Seek re-evaluation if:

• You weaned six or more months ago and desire has not returned at all
• You have resumed regular cycles but still have vaginal atrophy and dryness
• Your mood, energy, and libido are all significantly impaired, suggesting an undiagnosed thyroid or mood disorder
• You are having pain with intercourse that is not improving with vaginal moisturizers and low-dose vaginal estrogen after 8-12 weeks of consistent use

The International Society for the Study of Women's Sexual Health (ISSWSH) position statement recommends a structured biopsychosocial evaluation for any woman with persistent HSDD, including history of trauma, relationship factors, and hormonal status, before escalating treatment or assuming a treatment failure.

A Note on the Evidence Gap

Women in the early postpartum period are almost universally excluded from clinical trials of sexual dysfunction treatments.
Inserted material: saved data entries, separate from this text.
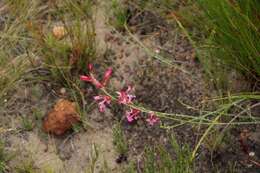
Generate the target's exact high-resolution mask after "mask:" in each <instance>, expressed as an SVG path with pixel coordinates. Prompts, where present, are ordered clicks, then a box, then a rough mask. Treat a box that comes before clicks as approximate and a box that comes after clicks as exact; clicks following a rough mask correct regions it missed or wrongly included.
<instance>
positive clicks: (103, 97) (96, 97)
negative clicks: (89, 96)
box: [94, 95, 111, 112]
mask: <svg viewBox="0 0 260 173" xmlns="http://www.w3.org/2000/svg"><path fill="white" fill-rule="evenodd" d="M94 100H95V101H98V102H99V103H98V108H99V112H104V111H105V109H106V107H107V105H109V104H110V103H111V98H110V97H109V96H103V95H100V96H95V97H94Z"/></svg>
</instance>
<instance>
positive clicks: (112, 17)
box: [109, 0, 129, 30]
mask: <svg viewBox="0 0 260 173" xmlns="http://www.w3.org/2000/svg"><path fill="white" fill-rule="evenodd" d="M110 3H111V4H110V7H111V9H109V10H111V11H112V16H113V17H112V18H110V24H111V25H113V26H114V27H115V28H116V29H117V30H124V28H125V24H126V23H127V19H128V17H129V15H128V12H127V8H126V7H125V4H124V3H122V1H120V0H112V1H111V2H110Z"/></svg>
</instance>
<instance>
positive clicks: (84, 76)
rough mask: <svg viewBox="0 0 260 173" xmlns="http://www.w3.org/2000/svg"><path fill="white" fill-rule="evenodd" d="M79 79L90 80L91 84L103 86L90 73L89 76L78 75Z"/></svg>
mask: <svg viewBox="0 0 260 173" xmlns="http://www.w3.org/2000/svg"><path fill="white" fill-rule="evenodd" d="M80 80H82V81H86V82H91V83H92V84H93V85H95V86H96V87H97V88H102V87H104V86H103V85H102V84H101V83H100V82H99V81H98V80H97V79H96V78H95V77H94V76H93V75H92V74H90V76H84V75H81V76H80Z"/></svg>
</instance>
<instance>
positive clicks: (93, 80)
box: [80, 64, 113, 88]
The FDA guidance on evaluating female sexual dysfunction acknowledges that HSDD trials have historically enrolled primarily postmenopausal women, leaving a significant extrapolation gap for reproductive-age and postpartum women. Most dosing recommendations, efficacy estimates, and side-effect profiles used in postpartum clinical practice are borrowed from perimenopausal or non-pregnant premenopausal populations.

This is not a reason to withhold treatment from women who need it. It is a reason to be transparent: your provider is using clinical judgment informed by indirect evidence when managing postpartum low libido with any pharmacological agent.